Illogicist - The Insight Eye
Chronique
Illogicist The Insight Eye
Voilà un album comme on en trouve trop peu de nos jours, et particulièrement en cette année 2007 plutôt avare en trucs techniques avec des doigts partout sur le manche – non pas ce à quoi vous pensez bande de sales pervers – c'est-à-dire, un album qui vous fera mal à la tête. Oh non, pas un album qui vous fera mal à la tête parce qu'il est joué avec vingt-huit sortes d'instruments ou parce que la production grésille plus qu'une poêle à frire pleine de la graisse qui bouchera vos artères dans quelques années. Non, un album qui vous fera mal à la tête simplement si vous essayez de le comprendre, ou tout simplement d'headbanguer en rythme.

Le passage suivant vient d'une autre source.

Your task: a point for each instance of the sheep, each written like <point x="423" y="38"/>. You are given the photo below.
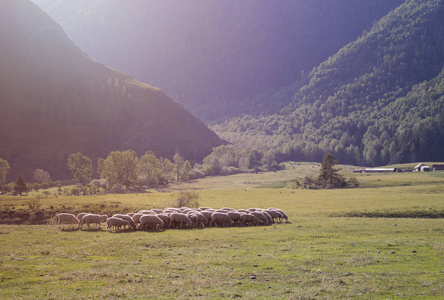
<point x="284" y="216"/>
<point x="115" y="223"/>
<point x="277" y="216"/>
<point x="204" y="208"/>
<point x="269" y="218"/>
<point x="262" y="218"/>
<point x="207" y="214"/>
<point x="151" y="221"/>
<point x="221" y="218"/>
<point x="65" y="218"/>
<point x="81" y="215"/>
<point x="136" y="217"/>
<point x="249" y="219"/>
<point x="178" y="219"/>
<point x="128" y="218"/>
<point x="203" y="221"/>
<point x="235" y="217"/>
<point x="165" y="218"/>
<point x="194" y="218"/>
<point x="147" y="212"/>
<point x="95" y="219"/>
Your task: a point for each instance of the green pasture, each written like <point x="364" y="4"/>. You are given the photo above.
<point x="318" y="255"/>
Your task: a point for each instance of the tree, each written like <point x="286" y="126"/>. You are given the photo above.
<point x="80" y="167"/>
<point x="167" y="168"/>
<point x="20" y="185"/>
<point x="329" y="176"/>
<point x="150" y="168"/>
<point x="186" y="170"/>
<point x="4" y="169"/>
<point x="120" y="168"/>
<point x="178" y="161"/>
<point x="41" y="176"/>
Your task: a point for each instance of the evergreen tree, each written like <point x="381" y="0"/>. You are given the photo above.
<point x="329" y="176"/>
<point x="4" y="169"/>
<point x="80" y="167"/>
<point x="20" y="185"/>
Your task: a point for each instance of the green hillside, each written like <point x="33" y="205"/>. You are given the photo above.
<point x="379" y="100"/>
<point x="211" y="54"/>
<point x="54" y="101"/>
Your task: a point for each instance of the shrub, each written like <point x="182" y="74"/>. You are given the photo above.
<point x="188" y="199"/>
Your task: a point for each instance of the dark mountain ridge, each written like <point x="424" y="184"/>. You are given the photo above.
<point x="378" y="100"/>
<point x="211" y="54"/>
<point x="55" y="101"/>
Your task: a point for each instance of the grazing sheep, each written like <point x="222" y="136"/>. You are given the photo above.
<point x="262" y="218"/>
<point x="128" y="218"/>
<point x="203" y="221"/>
<point x="235" y="217"/>
<point x="151" y="222"/>
<point x="204" y="208"/>
<point x="269" y="218"/>
<point x="275" y="215"/>
<point x="194" y="218"/>
<point x="284" y="216"/>
<point x="147" y="212"/>
<point x="249" y="220"/>
<point x="221" y="218"/>
<point x="177" y="220"/>
<point x="81" y="215"/>
<point x="94" y="219"/>
<point x="115" y="223"/>
<point x="136" y="217"/>
<point x="207" y="214"/>
<point x="65" y="218"/>
<point x="165" y="218"/>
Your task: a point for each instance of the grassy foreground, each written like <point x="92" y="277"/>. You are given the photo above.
<point x="316" y="256"/>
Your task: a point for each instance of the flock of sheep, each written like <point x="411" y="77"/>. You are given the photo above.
<point x="176" y="218"/>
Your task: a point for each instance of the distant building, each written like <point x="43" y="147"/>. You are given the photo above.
<point x="438" y="167"/>
<point x="418" y="167"/>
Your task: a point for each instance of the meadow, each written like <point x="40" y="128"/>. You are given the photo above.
<point x="320" y="254"/>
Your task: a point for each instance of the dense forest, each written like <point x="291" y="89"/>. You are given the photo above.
<point x="214" y="56"/>
<point x="378" y="100"/>
<point x="55" y="100"/>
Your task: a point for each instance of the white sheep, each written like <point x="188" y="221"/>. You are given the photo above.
<point x="221" y="219"/>
<point x="249" y="220"/>
<point x="284" y="216"/>
<point x="92" y="219"/>
<point x="136" y="217"/>
<point x="81" y="215"/>
<point x="115" y="223"/>
<point x="66" y="218"/>
<point x="128" y="218"/>
<point x="151" y="222"/>
<point x="235" y="217"/>
<point x="165" y="218"/>
<point x="178" y="220"/>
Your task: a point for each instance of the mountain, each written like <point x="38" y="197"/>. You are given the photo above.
<point x="378" y="100"/>
<point x="55" y="100"/>
<point x="211" y="54"/>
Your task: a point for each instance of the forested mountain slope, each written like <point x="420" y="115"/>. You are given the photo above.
<point x="379" y="100"/>
<point x="54" y="101"/>
<point x="211" y="54"/>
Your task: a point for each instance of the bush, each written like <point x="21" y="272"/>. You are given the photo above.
<point x="117" y="189"/>
<point x="187" y="199"/>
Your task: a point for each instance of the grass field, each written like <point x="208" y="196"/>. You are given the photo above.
<point x="316" y="256"/>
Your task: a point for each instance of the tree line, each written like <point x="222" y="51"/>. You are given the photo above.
<point x="378" y="101"/>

Illogicist est un groupe qui nous vient tout droit de l'autre côté du tunnel du Mont Blanc qui, outre le fait de servir à organiser des barbecues géants, permet aussi de rejoindre une ville dénommée Aosta en Italie. Et comme vous le savez, en Italie, soit on fait du heavy metal avec des épées et des dragons, soit on fait du techno-death (et le premier qui me fait remarquer que l'on pratique aussi plein d'autres genre en Italie, tels que le black metal et le clonage de Toto Cutugno, il se prend mon poing dans la tronche).

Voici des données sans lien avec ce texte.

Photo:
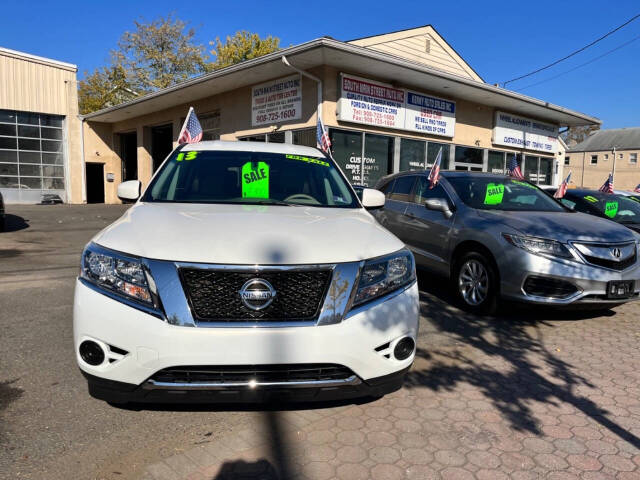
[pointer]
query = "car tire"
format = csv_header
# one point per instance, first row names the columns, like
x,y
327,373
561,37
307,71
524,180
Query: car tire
x,y
475,283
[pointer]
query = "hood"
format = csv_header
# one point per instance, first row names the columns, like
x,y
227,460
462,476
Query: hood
x,y
248,234
562,226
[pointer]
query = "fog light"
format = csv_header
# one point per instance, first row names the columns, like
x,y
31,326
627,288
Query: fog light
x,y
91,353
404,348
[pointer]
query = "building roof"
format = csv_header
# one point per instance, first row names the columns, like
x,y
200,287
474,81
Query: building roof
x,y
605,140
34,58
348,58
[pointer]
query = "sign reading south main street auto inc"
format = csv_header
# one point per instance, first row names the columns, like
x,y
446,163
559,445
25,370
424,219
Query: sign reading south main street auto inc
x,y
521,132
276,101
371,103
427,114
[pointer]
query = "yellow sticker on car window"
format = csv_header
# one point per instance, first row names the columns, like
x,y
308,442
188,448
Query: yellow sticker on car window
x,y
302,158
255,180
494,194
611,209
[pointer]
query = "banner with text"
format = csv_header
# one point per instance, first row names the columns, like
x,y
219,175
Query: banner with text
x,y
276,101
521,132
371,103
432,115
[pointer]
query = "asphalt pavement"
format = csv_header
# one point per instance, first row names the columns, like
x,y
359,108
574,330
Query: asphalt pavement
x,y
530,394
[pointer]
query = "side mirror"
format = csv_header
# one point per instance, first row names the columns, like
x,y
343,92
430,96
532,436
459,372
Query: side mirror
x,y
129,191
439,205
372,199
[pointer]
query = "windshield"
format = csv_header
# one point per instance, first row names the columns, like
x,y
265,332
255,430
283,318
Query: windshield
x,y
250,178
502,193
616,207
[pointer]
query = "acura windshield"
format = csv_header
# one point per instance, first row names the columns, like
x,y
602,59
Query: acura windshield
x,y
250,178
502,193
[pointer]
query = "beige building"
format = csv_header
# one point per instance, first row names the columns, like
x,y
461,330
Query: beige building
x,y
40,136
606,151
390,102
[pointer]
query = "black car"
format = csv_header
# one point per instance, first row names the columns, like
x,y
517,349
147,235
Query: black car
x,y
619,208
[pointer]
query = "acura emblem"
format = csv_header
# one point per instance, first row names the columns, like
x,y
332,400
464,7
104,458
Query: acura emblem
x,y
257,294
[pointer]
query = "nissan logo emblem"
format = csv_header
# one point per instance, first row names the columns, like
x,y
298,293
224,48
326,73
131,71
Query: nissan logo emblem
x,y
257,294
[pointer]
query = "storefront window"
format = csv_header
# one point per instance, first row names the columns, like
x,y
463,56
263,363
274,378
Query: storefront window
x,y
31,151
378,157
545,176
432,153
346,147
531,168
496,162
468,155
412,153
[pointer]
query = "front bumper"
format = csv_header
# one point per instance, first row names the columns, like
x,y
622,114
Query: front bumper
x,y
516,265
151,345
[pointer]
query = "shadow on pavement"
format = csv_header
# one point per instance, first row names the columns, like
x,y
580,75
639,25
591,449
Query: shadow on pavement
x,y
512,339
13,223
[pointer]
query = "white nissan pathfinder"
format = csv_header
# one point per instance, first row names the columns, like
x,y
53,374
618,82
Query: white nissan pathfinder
x,y
245,271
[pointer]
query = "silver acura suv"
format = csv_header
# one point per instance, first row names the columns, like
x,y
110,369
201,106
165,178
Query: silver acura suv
x,y
495,236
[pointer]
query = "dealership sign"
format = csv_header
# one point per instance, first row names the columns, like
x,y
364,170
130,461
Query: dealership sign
x,y
431,115
382,105
276,101
371,103
521,132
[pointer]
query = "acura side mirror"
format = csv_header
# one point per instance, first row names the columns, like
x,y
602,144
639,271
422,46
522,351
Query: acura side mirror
x,y
129,191
439,205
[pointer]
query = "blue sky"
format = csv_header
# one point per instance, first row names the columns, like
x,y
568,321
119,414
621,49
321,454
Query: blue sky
x,y
500,40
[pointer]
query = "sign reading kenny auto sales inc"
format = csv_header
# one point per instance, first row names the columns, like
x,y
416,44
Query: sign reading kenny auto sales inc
x,y
515,131
276,101
382,105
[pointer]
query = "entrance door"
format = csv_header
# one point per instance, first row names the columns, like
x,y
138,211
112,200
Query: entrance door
x,y
95,182
161,144
129,156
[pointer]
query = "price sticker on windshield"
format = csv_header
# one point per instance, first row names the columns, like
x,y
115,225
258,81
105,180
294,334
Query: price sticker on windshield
x,y
611,209
255,180
494,194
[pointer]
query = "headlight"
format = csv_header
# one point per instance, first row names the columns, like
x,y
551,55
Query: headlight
x,y
539,246
116,273
383,275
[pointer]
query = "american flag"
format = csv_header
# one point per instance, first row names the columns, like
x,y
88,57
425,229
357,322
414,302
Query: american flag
x,y
562,190
514,169
434,174
191,130
607,187
322,137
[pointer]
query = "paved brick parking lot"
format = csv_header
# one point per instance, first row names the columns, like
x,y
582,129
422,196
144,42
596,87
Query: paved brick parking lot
x,y
531,394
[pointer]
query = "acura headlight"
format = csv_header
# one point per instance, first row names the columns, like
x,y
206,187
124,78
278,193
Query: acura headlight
x,y
116,273
383,275
539,246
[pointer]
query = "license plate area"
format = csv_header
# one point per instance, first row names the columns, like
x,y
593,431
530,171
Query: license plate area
x,y
620,289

Bienheureusement pour nous Illogicist a trop été nourri dans sa jeunesse au techno-death des années 90, et nous fait profiter aujourd'hui d'un savoureux mélange de… euh… du nouveau Mekong Delta et de Necrophagist ? Bon, non, en fait, on va éviter les comparaisons, car s'il est vrai que le groupe est parti d'une base de Death période Individual Thought Patterns mélangée à du Atheist, aujourd'hui, Illogicist a évolué vers quelque chose d'encore plus techniquement complexe.
Ce The Insight Eye est un mélange de riffs alambiqués, d'enchaînement de structures incompréhensibles, de mélodies foutrement complexes, de contre temps qui vous feront faire un infarctus et de polyrythmies qui finiront de vous achever. C'est assez clair comme ça ?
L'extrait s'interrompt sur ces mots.